Unos cuantos años atrás, vi que una colaboradora ocasional de la revista Ñ escribía “al interior” en lugar de “en el interior” como indica no la Academia madrileña sino la lógica del lenguaje. La contracción al indica casi siempre movimiento o ubicación relativa, mientras que la preposición en significa el lugar o la posición de algo, y esto será así hasta que cambiemos el código. Cualquiera sabe que las convenciones generales que rigen el lenguaje (convención quiere decir acuerdo establecido, en este caso de significación) no se pueden cambiar caso por caso, sino por la imposición de un nuevo acuerdo sobre las reglas máximas. Quiero decir que hasta que no cambiemos las reglas según las cuales las preposiciones a y hacia no son adecuadas para decir “en”, ya que en señala cabalmente la idea que queremos transmitir (cosa o cosas que ocurren o están dentro de algo), no es posible decir “al interior” sin que rechine, sin que de hecho sea incorrecto. Se entiende, pero no está bien.

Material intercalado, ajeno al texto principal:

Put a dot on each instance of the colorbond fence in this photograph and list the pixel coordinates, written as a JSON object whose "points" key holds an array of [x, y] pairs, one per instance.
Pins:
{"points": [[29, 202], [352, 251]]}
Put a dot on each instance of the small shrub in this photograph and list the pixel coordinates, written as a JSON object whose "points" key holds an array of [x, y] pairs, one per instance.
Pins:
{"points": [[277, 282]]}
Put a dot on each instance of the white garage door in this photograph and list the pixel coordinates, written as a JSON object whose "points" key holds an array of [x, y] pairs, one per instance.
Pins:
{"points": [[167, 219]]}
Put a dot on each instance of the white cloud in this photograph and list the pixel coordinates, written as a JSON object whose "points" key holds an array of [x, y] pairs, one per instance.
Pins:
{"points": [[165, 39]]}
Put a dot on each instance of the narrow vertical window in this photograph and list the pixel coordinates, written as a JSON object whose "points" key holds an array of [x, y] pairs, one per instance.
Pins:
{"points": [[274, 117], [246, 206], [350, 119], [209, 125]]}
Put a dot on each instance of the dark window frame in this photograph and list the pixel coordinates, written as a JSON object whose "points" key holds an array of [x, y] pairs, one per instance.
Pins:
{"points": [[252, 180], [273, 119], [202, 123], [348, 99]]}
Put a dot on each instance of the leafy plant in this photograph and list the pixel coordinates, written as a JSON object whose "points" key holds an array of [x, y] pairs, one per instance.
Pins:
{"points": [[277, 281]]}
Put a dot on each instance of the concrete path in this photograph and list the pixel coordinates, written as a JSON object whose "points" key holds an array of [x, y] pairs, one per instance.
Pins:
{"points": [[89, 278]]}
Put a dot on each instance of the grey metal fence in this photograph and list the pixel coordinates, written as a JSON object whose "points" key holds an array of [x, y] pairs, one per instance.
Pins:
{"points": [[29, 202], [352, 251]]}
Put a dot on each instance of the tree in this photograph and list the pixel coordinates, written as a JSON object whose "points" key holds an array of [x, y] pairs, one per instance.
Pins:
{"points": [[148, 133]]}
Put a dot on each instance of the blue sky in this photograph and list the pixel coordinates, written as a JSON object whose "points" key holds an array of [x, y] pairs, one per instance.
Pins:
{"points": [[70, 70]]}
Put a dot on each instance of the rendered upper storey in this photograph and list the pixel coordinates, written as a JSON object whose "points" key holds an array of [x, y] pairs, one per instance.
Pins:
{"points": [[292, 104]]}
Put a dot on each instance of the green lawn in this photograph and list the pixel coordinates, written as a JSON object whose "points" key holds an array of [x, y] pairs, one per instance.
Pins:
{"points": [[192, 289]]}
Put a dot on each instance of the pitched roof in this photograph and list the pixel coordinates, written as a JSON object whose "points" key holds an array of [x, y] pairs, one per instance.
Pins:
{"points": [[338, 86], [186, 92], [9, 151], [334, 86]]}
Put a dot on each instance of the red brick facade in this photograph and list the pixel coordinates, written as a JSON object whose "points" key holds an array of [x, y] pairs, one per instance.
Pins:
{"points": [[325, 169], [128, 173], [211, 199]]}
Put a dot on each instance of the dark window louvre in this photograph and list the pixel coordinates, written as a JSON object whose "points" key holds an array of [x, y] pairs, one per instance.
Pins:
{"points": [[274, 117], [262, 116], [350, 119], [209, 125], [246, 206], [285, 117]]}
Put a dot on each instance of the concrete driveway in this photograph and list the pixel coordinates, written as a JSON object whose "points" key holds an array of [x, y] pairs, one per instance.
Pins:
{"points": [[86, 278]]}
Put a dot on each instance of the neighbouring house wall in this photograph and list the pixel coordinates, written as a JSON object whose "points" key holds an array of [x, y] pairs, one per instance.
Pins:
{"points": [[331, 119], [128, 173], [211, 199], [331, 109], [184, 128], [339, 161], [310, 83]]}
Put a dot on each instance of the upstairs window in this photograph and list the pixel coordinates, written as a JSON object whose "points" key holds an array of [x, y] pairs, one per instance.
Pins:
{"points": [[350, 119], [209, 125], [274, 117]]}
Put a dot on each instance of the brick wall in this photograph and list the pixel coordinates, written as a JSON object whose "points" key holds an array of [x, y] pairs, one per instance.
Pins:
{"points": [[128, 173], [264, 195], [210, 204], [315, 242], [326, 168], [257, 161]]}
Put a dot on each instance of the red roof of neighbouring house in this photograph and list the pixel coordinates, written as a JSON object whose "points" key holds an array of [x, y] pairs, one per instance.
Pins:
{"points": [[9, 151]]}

En aquel tiempo todavía se podía fumar en el palier de cada piso, así que había salido a fumar cuando me encontré con la colaboradora mencionada ut supra. Le dije que había tenido que corregir los casos en que usaba la contracción al en lugar de en. Se disculpó y me dijo que seguramente era un error devenido de leer y traducir trabajos de su especialidad escritos en francés. Le dije que yo traducía del italiano pero nunca se me había pegado la forma –similar a la del francés– que en ese idioma equivale a nuestro en. Creo que tomó mi observación como soberbia y, como yo era el jefe, seguramente me odió, pero no me respondió. Supe no obstante dos cosas: la primera e inmediata, que me odiaba, pese a lo cual le dije que la iba a corregir de ahí en adelante porque ningún trabajo suyo iría a impresión sin que yo lo viese. Lo segundo es que su modesta respuesta disfrazaba muy mal una señal corporativa, un guiño a sus colegas, para que se supiera su rango académico. Creo que asistí al momento en que se agotaba –por su “popularidad”– una jerga distintiva. Y nacía otra, mucho más sutil, una especie de saludo masón, pues eran estos disimulados y secretos. El “al interior” solo sería percibido por otros colegas. Blasón solo visible por los otros snob (sin título nobiliario). Se equivocaron otra vez. Hoy no hay hijo de vecino que no escriba “al interior” si tiene oportunidad de hacerlo.